First is an iteration, where you print every index 2 of every string. The second is a list comprehension, where you create a new list with the same data as above and prints the list.

First:

lst = ["id1", "id2", "id3", "id4", "id5", "id6", "id7", "id8"]

for i in lst:
    print(i[2])

Result:

1
2
3
4
5
6
7
8

Second:

print([i[2] for i in lst])

Result:

['1', '2', '3', '4', '5', '6', '7', '8']

If you want the first version to imitate the same result as the second out, simply create a list and append to it:

newlst = []

for i in lst:
    newlst.append(i[2])
print(newlst)

Result:

['1', '2', '3', '4', '5', '6', '7', '8']

If you want to print the list comprehension in one line, like the for loop, then use:

[print(i[2]) for i in lst]

Result:

1
2
3
4
5
6
7
8

If you need a type string for the comprehension, you could do this:

s = "\n".join([i[2] for i in lst])

print(s)
print(type(s))

Result:

1
2
3
4
5
6
7
8
<class 'str'>

CodePudding user response：

In the first case, you are doing multiple prints.
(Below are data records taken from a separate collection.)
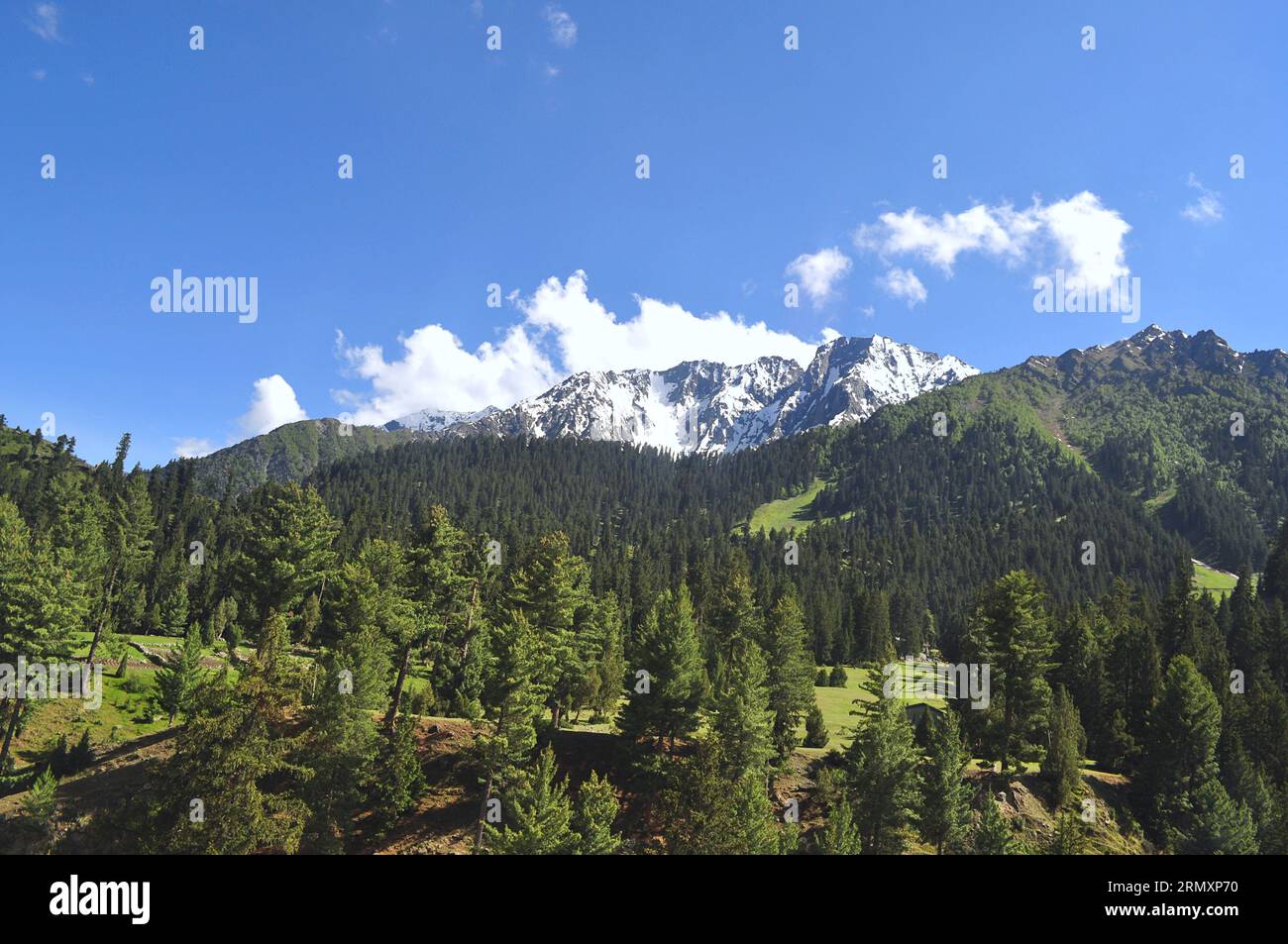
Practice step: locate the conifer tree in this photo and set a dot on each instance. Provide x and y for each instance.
(226, 756)
(1063, 760)
(1069, 836)
(536, 814)
(549, 590)
(1010, 633)
(1180, 752)
(815, 728)
(399, 780)
(129, 549)
(706, 813)
(286, 536)
(180, 675)
(742, 719)
(593, 814)
(666, 648)
(944, 816)
(992, 833)
(513, 698)
(42, 607)
(881, 765)
(840, 833)
(343, 741)
(790, 681)
(40, 802)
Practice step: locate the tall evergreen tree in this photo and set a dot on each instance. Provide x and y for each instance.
(881, 765)
(742, 719)
(944, 816)
(1012, 634)
(1063, 760)
(666, 648)
(537, 814)
(791, 673)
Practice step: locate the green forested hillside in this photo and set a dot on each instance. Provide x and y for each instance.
(287, 454)
(501, 592)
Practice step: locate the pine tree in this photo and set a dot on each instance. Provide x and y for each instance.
(286, 536)
(42, 607)
(1216, 824)
(1063, 762)
(129, 549)
(593, 814)
(1274, 582)
(398, 778)
(666, 648)
(992, 832)
(174, 610)
(791, 669)
(513, 698)
(883, 768)
(232, 747)
(40, 802)
(1069, 836)
(549, 590)
(706, 813)
(1010, 633)
(343, 741)
(815, 728)
(1180, 751)
(374, 594)
(537, 815)
(180, 675)
(840, 833)
(742, 720)
(944, 818)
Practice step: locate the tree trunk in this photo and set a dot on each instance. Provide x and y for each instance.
(398, 685)
(102, 620)
(9, 730)
(487, 796)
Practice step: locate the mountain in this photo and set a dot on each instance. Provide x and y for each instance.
(1153, 416)
(288, 452)
(436, 420)
(706, 407)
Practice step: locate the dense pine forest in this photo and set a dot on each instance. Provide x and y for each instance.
(587, 647)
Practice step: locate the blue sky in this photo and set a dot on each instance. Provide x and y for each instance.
(518, 167)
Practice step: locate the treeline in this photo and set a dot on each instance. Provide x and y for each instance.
(696, 640)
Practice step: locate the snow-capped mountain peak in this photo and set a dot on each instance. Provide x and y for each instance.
(700, 406)
(437, 420)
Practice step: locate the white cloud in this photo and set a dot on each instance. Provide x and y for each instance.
(192, 447)
(563, 331)
(271, 404)
(1085, 237)
(563, 29)
(590, 338)
(44, 22)
(437, 371)
(1209, 206)
(903, 283)
(818, 273)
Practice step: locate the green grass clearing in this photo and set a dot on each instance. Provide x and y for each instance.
(787, 513)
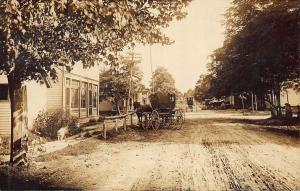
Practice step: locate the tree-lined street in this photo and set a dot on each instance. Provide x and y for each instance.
(233, 152)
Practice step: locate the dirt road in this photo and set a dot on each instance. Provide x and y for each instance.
(207, 154)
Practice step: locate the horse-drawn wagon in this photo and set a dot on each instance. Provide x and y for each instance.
(161, 112)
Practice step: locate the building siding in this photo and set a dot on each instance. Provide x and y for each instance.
(55, 93)
(4, 118)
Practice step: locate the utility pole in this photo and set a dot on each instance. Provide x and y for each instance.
(131, 59)
(152, 81)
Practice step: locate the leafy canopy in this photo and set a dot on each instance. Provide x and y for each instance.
(261, 50)
(36, 35)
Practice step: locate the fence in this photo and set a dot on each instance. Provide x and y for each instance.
(115, 120)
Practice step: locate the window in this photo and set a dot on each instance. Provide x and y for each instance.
(67, 97)
(94, 96)
(75, 94)
(3, 92)
(67, 92)
(84, 95)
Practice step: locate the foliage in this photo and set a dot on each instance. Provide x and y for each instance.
(115, 81)
(4, 145)
(47, 123)
(261, 50)
(163, 81)
(37, 35)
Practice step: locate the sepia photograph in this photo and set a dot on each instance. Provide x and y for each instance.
(150, 95)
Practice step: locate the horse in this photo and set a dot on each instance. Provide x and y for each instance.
(140, 109)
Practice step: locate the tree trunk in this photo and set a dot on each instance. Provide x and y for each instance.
(278, 101)
(118, 107)
(12, 86)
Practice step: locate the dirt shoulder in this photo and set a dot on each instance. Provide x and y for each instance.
(207, 154)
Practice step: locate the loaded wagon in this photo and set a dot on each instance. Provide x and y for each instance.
(162, 112)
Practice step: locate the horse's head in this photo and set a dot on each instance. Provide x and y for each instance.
(136, 105)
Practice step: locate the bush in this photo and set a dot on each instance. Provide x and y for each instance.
(47, 123)
(4, 145)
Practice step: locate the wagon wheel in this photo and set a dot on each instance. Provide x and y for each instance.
(178, 120)
(155, 120)
(145, 121)
(167, 122)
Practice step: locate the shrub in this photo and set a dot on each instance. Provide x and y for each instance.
(4, 145)
(47, 123)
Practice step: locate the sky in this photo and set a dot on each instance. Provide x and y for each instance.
(196, 37)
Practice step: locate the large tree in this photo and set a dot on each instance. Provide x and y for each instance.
(116, 82)
(37, 35)
(261, 50)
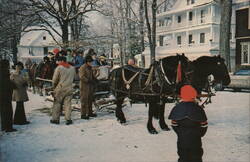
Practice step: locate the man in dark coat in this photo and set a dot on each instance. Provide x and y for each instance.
(189, 121)
(6, 88)
(87, 83)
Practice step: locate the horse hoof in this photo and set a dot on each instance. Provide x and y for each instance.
(153, 132)
(122, 121)
(166, 129)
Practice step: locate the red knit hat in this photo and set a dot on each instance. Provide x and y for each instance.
(188, 93)
(56, 51)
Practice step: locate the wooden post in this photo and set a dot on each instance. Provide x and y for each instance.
(6, 88)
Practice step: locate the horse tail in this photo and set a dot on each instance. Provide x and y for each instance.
(156, 110)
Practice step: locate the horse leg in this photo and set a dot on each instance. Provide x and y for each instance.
(150, 126)
(118, 111)
(40, 88)
(162, 122)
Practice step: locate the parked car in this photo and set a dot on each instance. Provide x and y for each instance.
(239, 80)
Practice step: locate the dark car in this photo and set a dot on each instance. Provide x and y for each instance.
(240, 80)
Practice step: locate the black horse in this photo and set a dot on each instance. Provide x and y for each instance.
(152, 85)
(158, 84)
(204, 66)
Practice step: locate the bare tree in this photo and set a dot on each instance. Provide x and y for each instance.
(225, 26)
(141, 29)
(62, 13)
(151, 23)
(12, 24)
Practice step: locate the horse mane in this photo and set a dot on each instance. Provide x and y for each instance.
(207, 59)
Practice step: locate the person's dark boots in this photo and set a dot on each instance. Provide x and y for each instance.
(24, 123)
(10, 130)
(92, 115)
(54, 121)
(84, 117)
(68, 122)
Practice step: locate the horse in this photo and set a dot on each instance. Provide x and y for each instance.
(149, 86)
(43, 70)
(205, 66)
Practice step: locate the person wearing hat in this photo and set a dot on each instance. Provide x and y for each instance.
(62, 82)
(189, 122)
(102, 60)
(19, 94)
(87, 84)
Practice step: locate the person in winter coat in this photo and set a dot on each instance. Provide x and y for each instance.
(62, 83)
(189, 121)
(19, 94)
(87, 84)
(6, 88)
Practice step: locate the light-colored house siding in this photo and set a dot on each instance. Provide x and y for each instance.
(35, 44)
(205, 19)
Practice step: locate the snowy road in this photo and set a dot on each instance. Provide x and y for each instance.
(103, 139)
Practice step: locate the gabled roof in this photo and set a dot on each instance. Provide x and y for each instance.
(35, 38)
(181, 5)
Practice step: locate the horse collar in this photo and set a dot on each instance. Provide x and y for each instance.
(165, 76)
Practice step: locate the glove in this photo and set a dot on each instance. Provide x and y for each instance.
(25, 84)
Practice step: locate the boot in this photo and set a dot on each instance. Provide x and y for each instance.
(84, 117)
(68, 122)
(54, 121)
(92, 115)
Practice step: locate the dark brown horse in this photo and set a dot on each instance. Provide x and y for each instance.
(158, 84)
(152, 85)
(43, 70)
(209, 65)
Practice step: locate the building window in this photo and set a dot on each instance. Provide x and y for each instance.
(190, 2)
(190, 16)
(31, 51)
(161, 22)
(190, 39)
(202, 37)
(179, 19)
(168, 21)
(179, 40)
(245, 53)
(161, 40)
(202, 16)
(45, 50)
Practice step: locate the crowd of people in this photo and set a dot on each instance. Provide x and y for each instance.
(188, 119)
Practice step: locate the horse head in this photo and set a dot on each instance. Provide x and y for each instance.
(211, 65)
(174, 68)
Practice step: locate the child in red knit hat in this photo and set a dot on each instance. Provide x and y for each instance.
(189, 122)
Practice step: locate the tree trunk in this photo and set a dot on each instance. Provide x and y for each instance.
(225, 26)
(141, 10)
(154, 8)
(151, 31)
(65, 34)
(6, 111)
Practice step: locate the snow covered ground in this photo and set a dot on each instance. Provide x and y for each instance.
(103, 139)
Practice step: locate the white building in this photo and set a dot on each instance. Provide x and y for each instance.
(191, 27)
(35, 44)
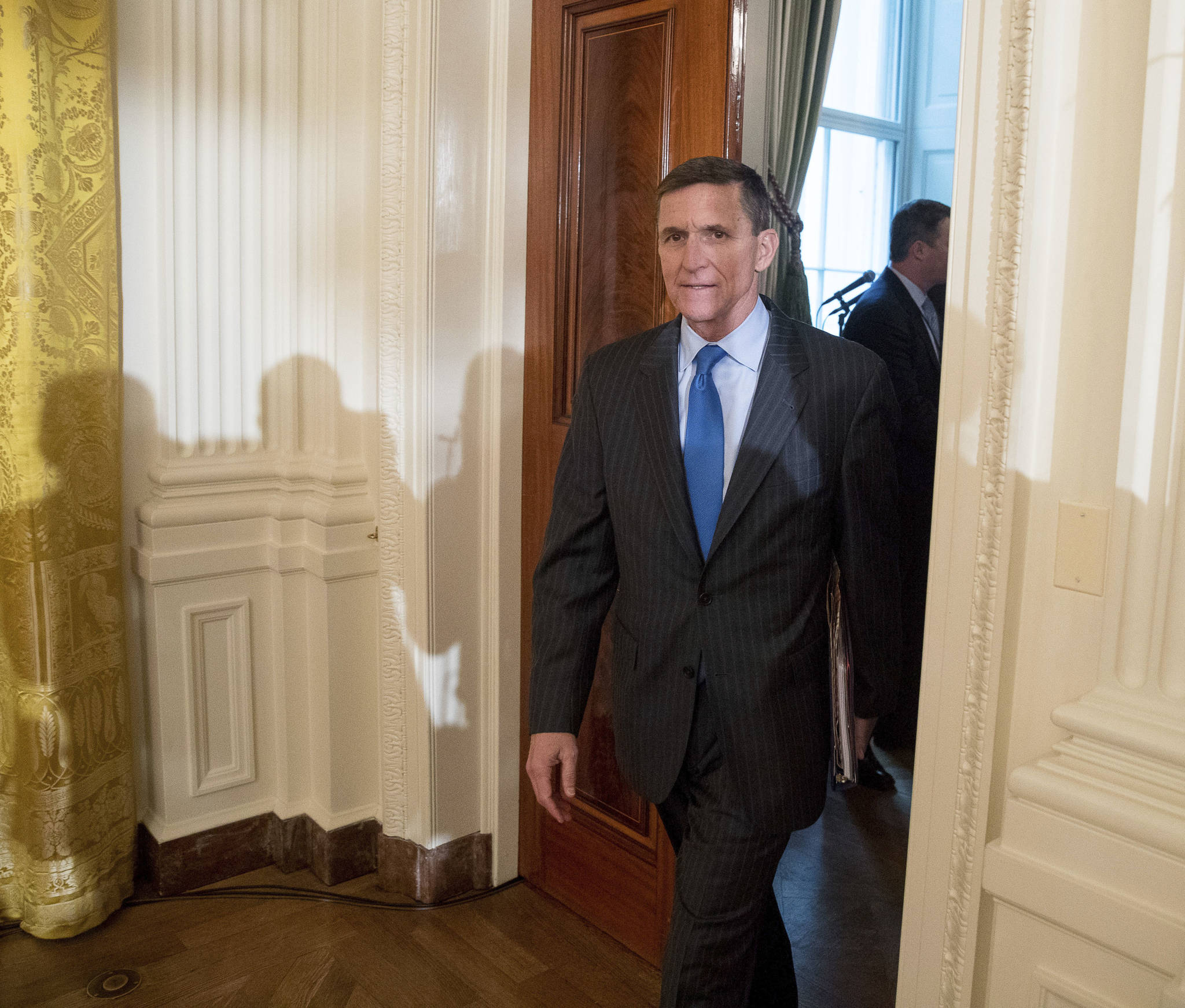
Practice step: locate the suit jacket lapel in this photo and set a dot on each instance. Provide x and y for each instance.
(778, 404)
(657, 395)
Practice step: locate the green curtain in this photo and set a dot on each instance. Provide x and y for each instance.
(67, 796)
(803, 35)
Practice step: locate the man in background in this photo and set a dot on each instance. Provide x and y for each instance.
(899, 321)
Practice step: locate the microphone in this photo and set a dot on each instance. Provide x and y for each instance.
(868, 276)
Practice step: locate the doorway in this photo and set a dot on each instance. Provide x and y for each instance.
(587, 147)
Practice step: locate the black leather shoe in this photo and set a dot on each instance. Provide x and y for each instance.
(870, 774)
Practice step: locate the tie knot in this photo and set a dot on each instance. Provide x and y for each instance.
(708, 358)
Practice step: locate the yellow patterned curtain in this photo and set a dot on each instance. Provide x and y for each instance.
(67, 804)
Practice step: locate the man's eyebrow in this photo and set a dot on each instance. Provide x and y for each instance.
(705, 228)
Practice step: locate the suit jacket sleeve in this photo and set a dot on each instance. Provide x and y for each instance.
(867, 546)
(576, 578)
(889, 337)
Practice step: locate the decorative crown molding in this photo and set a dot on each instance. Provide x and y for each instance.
(1005, 287)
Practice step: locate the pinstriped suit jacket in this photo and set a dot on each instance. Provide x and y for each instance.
(815, 477)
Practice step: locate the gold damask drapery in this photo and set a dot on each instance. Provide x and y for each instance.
(67, 805)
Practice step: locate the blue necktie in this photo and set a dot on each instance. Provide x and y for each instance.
(703, 447)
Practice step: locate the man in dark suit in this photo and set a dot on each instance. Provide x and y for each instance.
(900, 322)
(713, 467)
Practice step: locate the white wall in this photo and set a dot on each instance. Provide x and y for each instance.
(1047, 863)
(273, 154)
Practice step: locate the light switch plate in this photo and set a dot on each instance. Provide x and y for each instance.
(1080, 563)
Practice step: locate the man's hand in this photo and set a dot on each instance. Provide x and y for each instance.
(864, 727)
(549, 750)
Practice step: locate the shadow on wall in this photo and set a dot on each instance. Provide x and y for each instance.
(303, 417)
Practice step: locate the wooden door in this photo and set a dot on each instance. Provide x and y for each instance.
(621, 90)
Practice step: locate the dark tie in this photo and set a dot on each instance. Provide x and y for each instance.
(703, 447)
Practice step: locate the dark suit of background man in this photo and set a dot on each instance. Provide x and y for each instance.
(902, 326)
(712, 468)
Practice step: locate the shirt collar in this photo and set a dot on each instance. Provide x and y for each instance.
(746, 344)
(915, 292)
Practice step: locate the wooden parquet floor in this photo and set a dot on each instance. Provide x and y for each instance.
(840, 885)
(514, 948)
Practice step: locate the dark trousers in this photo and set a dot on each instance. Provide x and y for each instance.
(728, 946)
(899, 727)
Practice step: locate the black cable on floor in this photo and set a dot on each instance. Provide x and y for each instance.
(298, 892)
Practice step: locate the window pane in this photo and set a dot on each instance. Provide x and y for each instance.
(863, 75)
(858, 193)
(847, 210)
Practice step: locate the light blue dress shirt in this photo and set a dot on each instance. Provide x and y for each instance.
(927, 308)
(735, 377)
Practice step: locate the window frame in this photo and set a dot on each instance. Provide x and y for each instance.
(893, 131)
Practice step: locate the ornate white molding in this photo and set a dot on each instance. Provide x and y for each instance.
(982, 645)
(234, 617)
(1144, 646)
(391, 403)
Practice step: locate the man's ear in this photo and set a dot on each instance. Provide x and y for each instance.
(767, 248)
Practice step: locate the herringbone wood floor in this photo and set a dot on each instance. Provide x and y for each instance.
(840, 885)
(517, 948)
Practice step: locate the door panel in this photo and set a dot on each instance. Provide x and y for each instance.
(620, 91)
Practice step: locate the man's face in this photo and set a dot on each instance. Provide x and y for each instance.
(711, 257)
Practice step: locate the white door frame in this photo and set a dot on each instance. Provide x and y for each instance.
(973, 490)
(972, 511)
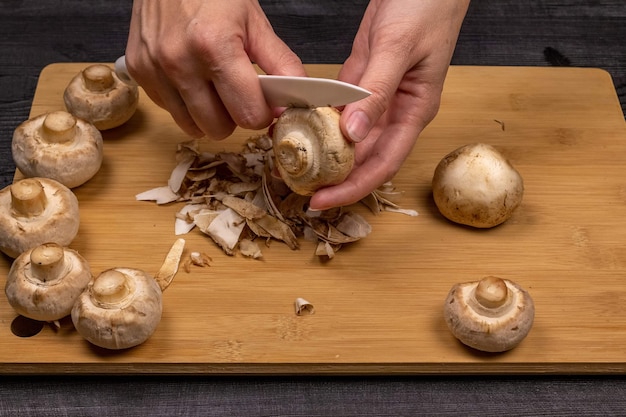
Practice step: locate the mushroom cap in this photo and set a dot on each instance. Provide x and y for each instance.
(492, 315)
(476, 185)
(121, 308)
(311, 151)
(45, 281)
(60, 146)
(97, 94)
(54, 219)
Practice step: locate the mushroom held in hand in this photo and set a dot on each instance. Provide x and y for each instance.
(310, 149)
(475, 185)
(96, 94)
(60, 146)
(492, 315)
(34, 211)
(120, 308)
(44, 282)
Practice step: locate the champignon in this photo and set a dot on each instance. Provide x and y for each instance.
(45, 281)
(60, 146)
(311, 151)
(476, 185)
(34, 211)
(492, 315)
(96, 94)
(120, 308)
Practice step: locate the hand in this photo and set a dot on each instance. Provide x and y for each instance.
(193, 58)
(401, 53)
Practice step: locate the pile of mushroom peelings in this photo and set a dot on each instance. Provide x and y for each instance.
(237, 199)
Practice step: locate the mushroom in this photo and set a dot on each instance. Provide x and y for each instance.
(45, 281)
(60, 146)
(492, 315)
(120, 308)
(34, 211)
(310, 149)
(96, 94)
(476, 185)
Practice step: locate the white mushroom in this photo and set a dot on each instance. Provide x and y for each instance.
(310, 149)
(96, 94)
(121, 308)
(476, 185)
(60, 146)
(34, 211)
(45, 281)
(492, 315)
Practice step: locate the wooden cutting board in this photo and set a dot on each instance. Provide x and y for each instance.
(379, 301)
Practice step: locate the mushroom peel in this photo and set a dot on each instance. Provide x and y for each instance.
(45, 281)
(58, 145)
(475, 185)
(34, 211)
(492, 315)
(310, 150)
(120, 308)
(96, 94)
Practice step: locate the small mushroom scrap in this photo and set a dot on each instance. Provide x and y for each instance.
(96, 94)
(311, 151)
(120, 308)
(60, 146)
(45, 281)
(477, 186)
(34, 211)
(492, 315)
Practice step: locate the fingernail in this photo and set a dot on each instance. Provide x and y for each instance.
(358, 126)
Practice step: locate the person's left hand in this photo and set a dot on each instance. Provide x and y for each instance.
(401, 53)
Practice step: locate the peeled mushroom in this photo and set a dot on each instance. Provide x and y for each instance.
(121, 308)
(492, 315)
(96, 94)
(34, 211)
(475, 185)
(45, 281)
(310, 149)
(60, 146)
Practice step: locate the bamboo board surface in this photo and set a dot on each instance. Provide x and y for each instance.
(379, 301)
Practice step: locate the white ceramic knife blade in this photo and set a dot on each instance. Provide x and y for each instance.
(287, 91)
In the second case you are building a list with all the data, then this said list is printed

CodePudding user response：

lst = ["id1", "id2", "id3", "id4", "id5", "id6", "id7", "id8"]
# You are iterating over the list
for i in lst:
    # prints 3rd character in each element (i)
    print(i[2]) # be default this statement has newline at end
    # To print with spaces try print(i[2], end=' ')

# here you are doing it using list comprehension so the output will be in a list    
print([i[2] for i in lst])